The economy continues to expand at an unusually strong pace, while inflation remains at a lower than expected rate. We think these two trends are not sustainable, either one or the other must change: an economic slowdown with continuing moderate inflation rates, or an acceleration in the inflation rate, with a still strong expansion. We think the outlook for the short-term points in the latter direction, strong growth with rising inflation.

We think the Fed is likely to raise the Funds Rate by 25 basis points at the next FOMC meeting August 22. If so, the Fed could then wait out until January 2001. The economy is still quite strong, and while some easing has been noted, it is not enough to calm inflation fears. On the other hand, abstaining from a rate increase could now be interpreted as politically motivated, just as if they were to increase the rate in September or October. Election year politics may distort their actions.

The economy is still very strong: a) Industrial output up 0.4 percent in July, or 5.8 percent year/year; likewise for manufacturing, up 0.5 percent and up 6.4 percent, respectively. The July growth in manufacturing included a seasonal decline by autos due to retooling. b) Factory orders soared 5.5 percent in June. c) Retail sales up 0.7 percent in June. d) Pattern of GDP growth has been zig-zag: very strong one quarter, less strong the next, but on a fast growth track, and no significant slowing in sight. e) Consumer sentiment at an all time high, this is the demand driver.

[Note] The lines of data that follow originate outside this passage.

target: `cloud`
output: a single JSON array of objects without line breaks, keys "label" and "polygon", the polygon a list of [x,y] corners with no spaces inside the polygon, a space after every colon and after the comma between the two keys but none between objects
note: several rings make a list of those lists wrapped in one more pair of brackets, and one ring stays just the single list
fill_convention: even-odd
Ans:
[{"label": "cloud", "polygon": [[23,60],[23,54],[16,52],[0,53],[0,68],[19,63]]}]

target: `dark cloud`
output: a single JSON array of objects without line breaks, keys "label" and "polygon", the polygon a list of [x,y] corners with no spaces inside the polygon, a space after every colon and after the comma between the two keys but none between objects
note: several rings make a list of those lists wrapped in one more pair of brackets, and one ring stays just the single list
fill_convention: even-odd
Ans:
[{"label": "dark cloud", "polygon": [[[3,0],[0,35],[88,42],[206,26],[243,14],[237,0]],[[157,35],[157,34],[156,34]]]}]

Clearly the interest rate sensitive sectors have responded to the 1.75 percentage points increase in Fed Funds since mid-1999. Housing has started to weaken, starts slipped 3.3 percent in July. Demand for consumer durable goods somewhat slower.

Inflation is still a menace to the economy. We disagree with analysts’ optimistic assessment following today’s CPI release. Oil prices were up 14 percent during the past two weeks and will affect the September CPI. We think that energy prices matter, and that their increase will have a somewhat lasting impact on inflation during this phase of the business cycle. Since the core inflation rate is a misleading indicator, we use the 12 month moving average CPI, which is now at 3.0 percent, and we expect it to reach 3.2 percent by December.

The U.S. current account deficit has reached worrisome proportions. We had forecast last year’s deficit at 3.3 percent of GDP and it ended the year at 3.7 percent. We predict the deficit will reach 4.6 percent of GDP this year. Any hesitation by foreign investors that would reduce capital inflows into the U.S., could send the US$ on a downward spiral, with consequent undesirable consequences for interest rates.

Latin American Economies

Growing public dissatisfaction with the sluggish pace of economic activity in Argentina. Industrial production fell in July for the fourth consecutive time on a month to month basis., which indicates continued weakness. Industrial production rose only 2.0 percent when compared to July of last year, at the height of the recession.

Brazilian economy continues to grow at a dynamic pace. Consumer spending is booming. Retail sales in the first semester were the highest since 1990. At the same time, the currency remains stable, helped by the low inflation rates.

Venezuelan voters gave another solid victory to Hugo Chavez. As we have predicted, the economic and political situation will worsen considerably. When oil prices begin to fall, pressures on the currency will heighten. This could trigger foreign exchange controls and a maxi-devaluation.

Ecuador goes through yet another political crisis, while economic problems persist. Congress continues to oppose the dollarization. Rising inflation may put in question the viability of the current fixed exchange rate.

The economies of El Salvador and Guatemala are growing at a moderate pace. Both countries have been afflicted by weakening leadership of the majority party. In El Salvador the recent electoral gains by FMLN have shaken the ruling ARENA party’s lock on the political process. In Guatemala, President Portillo is facing congressional opposition from his own party from a faction that is sympathetic to Mr. Rios Montt.